The name of the village literally translates from Arabic as 'the ruins of the sons of Harith' and receives its appellation from the Ottoman-era district of Bani Harith where the village was located.[3] The Bani Harith was a tribe which left its imprint in other neighboring sites. The Arabic Kharbatha is derived from the Aramaic Ḫarbatā or Ḫarbata, a toponym also meaning 'the ruin'.[4]
Kharbatha Bani Harith became part of the Ottoman Empire in 1517 with all of Palestine. In 1552, 'Kharbatha' was an inhabited village, and its tax revenues were endowed to the Haseki Sultan Imaret in Jerusalem. Administratively, the village belonged to the nahiya (subdistrict) of Ramla in the Gaza Sanjak.[6] In 1596 it appeared under the name of 'Harabta' in the Ottoman tax registers. It had a population of 29 Muslim and 4 Christian households.[7] They paid a fixed tax-rate of 25% on agricultural products, including wheat, barley, summer crops, vineyards, fruit trees, goats and beehives, in addition to occasional revenues; a total of 2,200 Akçe. All of the revenues went to a Waqf.[8]
In 1870, the French traveler Victor Guérin found the village to have about 200 inhabitants. He also noted the remains of a church,[9] which has been dated to the Byzantine era (4th–7th centuries CE).[5] In 1882, the Palestine Exploration Fund's Survey of Western Palestine described Kharbatha Bani Harith as being of medium size, with a well on the west, "standing on high ground among the olive trees".[10]
By the beginning of the 20th century, residents from Kharbatha settled Shilta near al-Ramla, establishing it as a dependency – or satellite village – of their home village.[11]
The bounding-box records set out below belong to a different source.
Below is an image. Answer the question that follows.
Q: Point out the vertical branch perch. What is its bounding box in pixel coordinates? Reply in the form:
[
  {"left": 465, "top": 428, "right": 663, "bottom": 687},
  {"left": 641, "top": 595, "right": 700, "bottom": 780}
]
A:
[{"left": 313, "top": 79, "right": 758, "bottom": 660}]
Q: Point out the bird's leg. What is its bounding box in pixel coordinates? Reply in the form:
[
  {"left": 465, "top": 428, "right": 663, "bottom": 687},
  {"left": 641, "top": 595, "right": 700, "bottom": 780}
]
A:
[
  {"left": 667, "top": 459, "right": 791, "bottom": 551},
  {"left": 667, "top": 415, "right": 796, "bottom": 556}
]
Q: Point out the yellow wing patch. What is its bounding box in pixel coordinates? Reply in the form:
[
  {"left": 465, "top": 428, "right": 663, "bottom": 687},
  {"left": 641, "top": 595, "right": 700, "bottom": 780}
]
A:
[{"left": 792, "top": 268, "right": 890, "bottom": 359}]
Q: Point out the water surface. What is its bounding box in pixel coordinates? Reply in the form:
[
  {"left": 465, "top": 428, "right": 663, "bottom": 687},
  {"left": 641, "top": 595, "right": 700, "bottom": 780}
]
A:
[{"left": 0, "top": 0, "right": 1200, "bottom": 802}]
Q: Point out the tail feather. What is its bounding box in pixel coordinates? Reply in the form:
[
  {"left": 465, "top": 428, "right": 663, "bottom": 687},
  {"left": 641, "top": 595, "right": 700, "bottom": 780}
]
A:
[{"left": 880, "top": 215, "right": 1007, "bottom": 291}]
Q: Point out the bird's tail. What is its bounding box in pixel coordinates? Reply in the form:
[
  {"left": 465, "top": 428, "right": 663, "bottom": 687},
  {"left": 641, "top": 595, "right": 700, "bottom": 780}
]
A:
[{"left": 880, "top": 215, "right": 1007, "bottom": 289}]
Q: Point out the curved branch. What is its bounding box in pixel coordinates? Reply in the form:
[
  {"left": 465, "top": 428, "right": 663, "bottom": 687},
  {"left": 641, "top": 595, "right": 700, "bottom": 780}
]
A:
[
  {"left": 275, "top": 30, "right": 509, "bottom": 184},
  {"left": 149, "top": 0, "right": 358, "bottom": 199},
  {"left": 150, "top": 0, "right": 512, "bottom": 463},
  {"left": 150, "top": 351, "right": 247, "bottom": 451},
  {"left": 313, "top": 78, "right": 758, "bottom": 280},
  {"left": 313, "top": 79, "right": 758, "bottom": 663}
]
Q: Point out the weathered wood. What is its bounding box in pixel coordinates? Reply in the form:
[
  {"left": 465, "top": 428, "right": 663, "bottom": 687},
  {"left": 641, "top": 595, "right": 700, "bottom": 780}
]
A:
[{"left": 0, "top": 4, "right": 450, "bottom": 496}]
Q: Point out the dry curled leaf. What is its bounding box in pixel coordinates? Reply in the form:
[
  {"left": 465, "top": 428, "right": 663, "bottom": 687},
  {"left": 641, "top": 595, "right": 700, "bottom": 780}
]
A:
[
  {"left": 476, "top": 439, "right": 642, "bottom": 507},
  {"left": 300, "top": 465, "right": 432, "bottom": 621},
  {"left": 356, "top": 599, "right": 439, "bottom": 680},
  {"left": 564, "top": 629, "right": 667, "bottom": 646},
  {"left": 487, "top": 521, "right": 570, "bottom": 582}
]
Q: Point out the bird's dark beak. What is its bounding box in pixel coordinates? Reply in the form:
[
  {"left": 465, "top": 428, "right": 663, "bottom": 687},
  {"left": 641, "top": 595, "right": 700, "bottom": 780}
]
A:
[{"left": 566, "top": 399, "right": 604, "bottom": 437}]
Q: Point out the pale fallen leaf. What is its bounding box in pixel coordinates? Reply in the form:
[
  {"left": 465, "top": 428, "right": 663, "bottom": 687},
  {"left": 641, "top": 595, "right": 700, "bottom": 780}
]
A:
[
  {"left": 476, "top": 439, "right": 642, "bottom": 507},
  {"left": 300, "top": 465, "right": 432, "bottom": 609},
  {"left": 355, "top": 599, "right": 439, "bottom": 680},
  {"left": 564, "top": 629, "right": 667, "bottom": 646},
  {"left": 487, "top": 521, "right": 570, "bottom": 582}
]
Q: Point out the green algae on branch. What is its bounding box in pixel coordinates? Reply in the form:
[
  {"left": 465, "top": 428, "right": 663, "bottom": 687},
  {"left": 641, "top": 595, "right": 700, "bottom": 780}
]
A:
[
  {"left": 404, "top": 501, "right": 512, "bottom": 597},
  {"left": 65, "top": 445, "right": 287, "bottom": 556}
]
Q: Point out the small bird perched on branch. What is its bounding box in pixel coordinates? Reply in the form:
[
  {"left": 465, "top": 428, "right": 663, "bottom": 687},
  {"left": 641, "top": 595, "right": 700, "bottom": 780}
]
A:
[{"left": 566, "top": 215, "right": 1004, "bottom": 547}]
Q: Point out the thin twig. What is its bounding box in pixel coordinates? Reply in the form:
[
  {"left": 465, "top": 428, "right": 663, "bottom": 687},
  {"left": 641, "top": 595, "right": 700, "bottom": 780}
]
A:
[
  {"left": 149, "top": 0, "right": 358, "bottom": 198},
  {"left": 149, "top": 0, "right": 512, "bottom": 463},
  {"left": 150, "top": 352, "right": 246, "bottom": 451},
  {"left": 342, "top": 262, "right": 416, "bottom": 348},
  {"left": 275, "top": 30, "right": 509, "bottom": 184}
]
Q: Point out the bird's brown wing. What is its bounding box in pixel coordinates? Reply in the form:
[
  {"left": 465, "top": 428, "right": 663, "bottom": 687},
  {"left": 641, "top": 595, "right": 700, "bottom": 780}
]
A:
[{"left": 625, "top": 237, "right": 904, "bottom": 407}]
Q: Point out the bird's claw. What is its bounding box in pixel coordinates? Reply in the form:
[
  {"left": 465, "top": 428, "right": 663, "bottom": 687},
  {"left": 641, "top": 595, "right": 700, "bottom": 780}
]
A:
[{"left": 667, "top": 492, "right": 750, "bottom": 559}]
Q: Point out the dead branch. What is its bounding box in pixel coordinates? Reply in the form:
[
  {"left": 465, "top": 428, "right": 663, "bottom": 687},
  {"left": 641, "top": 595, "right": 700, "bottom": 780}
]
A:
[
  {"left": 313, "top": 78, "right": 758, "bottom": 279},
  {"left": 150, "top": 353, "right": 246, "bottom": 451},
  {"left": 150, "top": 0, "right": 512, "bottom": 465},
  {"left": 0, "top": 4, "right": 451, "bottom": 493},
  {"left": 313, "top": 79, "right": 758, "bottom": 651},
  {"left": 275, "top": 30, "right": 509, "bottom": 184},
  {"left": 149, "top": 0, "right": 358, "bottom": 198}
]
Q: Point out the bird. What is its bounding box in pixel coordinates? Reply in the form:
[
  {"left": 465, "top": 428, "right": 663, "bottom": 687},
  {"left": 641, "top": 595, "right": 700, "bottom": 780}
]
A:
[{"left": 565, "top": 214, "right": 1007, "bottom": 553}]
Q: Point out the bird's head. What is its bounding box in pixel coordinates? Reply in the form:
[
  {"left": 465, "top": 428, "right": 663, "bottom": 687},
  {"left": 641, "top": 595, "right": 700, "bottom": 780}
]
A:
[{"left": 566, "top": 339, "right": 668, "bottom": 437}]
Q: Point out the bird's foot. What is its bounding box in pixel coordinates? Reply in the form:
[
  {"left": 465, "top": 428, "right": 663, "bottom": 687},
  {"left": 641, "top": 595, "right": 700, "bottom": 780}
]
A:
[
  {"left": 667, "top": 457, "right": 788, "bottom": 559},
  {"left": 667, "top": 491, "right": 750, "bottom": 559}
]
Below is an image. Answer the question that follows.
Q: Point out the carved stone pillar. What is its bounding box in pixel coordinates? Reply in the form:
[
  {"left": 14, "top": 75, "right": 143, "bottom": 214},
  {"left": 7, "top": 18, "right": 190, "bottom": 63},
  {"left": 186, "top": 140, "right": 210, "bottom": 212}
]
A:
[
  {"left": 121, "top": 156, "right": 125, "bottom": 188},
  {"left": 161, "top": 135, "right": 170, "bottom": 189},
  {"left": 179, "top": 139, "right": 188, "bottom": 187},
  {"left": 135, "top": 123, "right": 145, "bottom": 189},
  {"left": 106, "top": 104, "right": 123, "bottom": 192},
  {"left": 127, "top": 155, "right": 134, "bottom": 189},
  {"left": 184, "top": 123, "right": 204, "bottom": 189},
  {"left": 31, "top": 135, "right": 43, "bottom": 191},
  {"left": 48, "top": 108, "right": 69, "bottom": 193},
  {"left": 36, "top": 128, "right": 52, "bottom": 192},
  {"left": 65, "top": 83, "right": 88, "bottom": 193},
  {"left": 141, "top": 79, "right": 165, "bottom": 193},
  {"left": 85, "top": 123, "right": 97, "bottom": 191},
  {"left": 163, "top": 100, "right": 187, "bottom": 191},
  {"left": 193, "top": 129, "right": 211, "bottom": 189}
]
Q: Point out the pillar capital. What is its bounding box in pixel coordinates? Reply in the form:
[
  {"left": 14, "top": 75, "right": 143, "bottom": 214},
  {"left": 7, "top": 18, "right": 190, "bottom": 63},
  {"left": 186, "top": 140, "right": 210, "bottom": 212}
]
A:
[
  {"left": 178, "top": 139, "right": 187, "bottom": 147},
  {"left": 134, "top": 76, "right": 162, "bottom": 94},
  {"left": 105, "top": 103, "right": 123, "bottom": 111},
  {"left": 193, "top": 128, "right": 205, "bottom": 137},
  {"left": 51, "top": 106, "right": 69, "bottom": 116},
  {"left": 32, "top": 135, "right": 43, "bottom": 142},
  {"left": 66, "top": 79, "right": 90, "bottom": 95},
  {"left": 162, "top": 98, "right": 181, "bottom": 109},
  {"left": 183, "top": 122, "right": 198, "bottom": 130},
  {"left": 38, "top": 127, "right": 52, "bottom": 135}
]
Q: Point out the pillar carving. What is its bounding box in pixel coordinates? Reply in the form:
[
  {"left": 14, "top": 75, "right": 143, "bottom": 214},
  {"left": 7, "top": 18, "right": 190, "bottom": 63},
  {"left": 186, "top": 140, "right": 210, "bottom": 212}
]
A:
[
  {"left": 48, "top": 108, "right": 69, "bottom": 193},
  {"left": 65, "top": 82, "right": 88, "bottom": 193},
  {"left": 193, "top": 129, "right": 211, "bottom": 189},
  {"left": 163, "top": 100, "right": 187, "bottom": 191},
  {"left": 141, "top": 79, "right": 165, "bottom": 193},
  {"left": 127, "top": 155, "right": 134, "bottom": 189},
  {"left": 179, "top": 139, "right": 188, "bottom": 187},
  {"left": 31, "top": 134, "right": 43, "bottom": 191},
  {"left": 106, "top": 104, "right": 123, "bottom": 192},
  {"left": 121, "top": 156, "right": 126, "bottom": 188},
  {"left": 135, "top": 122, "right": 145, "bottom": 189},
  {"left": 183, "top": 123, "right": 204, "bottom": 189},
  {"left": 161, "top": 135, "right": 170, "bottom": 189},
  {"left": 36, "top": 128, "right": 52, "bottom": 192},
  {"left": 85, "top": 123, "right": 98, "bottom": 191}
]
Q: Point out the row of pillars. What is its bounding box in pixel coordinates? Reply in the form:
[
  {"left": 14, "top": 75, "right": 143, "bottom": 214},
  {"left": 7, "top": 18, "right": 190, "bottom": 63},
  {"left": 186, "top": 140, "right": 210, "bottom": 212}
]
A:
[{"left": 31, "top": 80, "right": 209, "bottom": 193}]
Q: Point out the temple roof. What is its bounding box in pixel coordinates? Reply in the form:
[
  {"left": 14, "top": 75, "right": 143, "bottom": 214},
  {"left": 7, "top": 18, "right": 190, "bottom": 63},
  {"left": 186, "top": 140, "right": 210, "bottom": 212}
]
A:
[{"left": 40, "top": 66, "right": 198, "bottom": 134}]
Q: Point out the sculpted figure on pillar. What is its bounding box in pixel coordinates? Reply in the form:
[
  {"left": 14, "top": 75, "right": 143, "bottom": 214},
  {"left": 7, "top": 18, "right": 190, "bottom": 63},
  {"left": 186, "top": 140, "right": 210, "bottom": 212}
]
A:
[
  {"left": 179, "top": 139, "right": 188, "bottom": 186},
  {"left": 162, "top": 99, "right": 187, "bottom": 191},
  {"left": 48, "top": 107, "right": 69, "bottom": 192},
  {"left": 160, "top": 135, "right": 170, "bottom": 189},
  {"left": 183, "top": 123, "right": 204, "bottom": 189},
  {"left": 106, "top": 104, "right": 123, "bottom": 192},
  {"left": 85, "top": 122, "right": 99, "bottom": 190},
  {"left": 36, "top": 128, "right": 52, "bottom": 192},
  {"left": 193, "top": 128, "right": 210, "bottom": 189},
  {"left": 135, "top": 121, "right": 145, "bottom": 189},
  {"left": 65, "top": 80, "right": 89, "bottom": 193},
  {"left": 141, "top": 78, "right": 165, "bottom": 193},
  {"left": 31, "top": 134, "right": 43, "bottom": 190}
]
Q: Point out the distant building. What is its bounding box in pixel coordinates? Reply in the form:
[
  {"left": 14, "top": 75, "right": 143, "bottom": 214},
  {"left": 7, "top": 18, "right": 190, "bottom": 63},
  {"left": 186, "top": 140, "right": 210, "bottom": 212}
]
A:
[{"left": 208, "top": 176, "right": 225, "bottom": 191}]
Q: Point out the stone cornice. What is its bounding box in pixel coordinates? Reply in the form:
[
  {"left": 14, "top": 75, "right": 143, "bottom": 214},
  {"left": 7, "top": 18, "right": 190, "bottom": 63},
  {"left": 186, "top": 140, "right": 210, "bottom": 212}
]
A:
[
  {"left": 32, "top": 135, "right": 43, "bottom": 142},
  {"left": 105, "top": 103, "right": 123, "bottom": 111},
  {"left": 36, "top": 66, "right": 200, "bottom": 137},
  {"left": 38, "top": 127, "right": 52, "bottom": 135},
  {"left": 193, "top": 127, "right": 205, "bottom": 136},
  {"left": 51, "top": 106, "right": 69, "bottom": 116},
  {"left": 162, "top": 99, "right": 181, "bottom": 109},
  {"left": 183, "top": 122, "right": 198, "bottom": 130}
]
In the 1945 statistics the population of Kharbatha Bani Harith was 650, all Muslims,[14] who owned 7,120 dunams of land according to an official land and population survey.[15] Of these, 2,788 dunams were used as plantations and irrigable land and 591 for grain fields,[16] while the built-up area consisted of 9 dunams.[17]
After the Six-Day War in 1967, Kharbatha Bani Harith came under Israeli occupation. After the 1995 accords, 942 dunums of village land were classified Area B, the remaining 6,200 dunums as Area C. According to ARIJ, 833 dunams of village land has been confiscated by Israel for the Israeli settlement of Modi'in Illit.[19][20]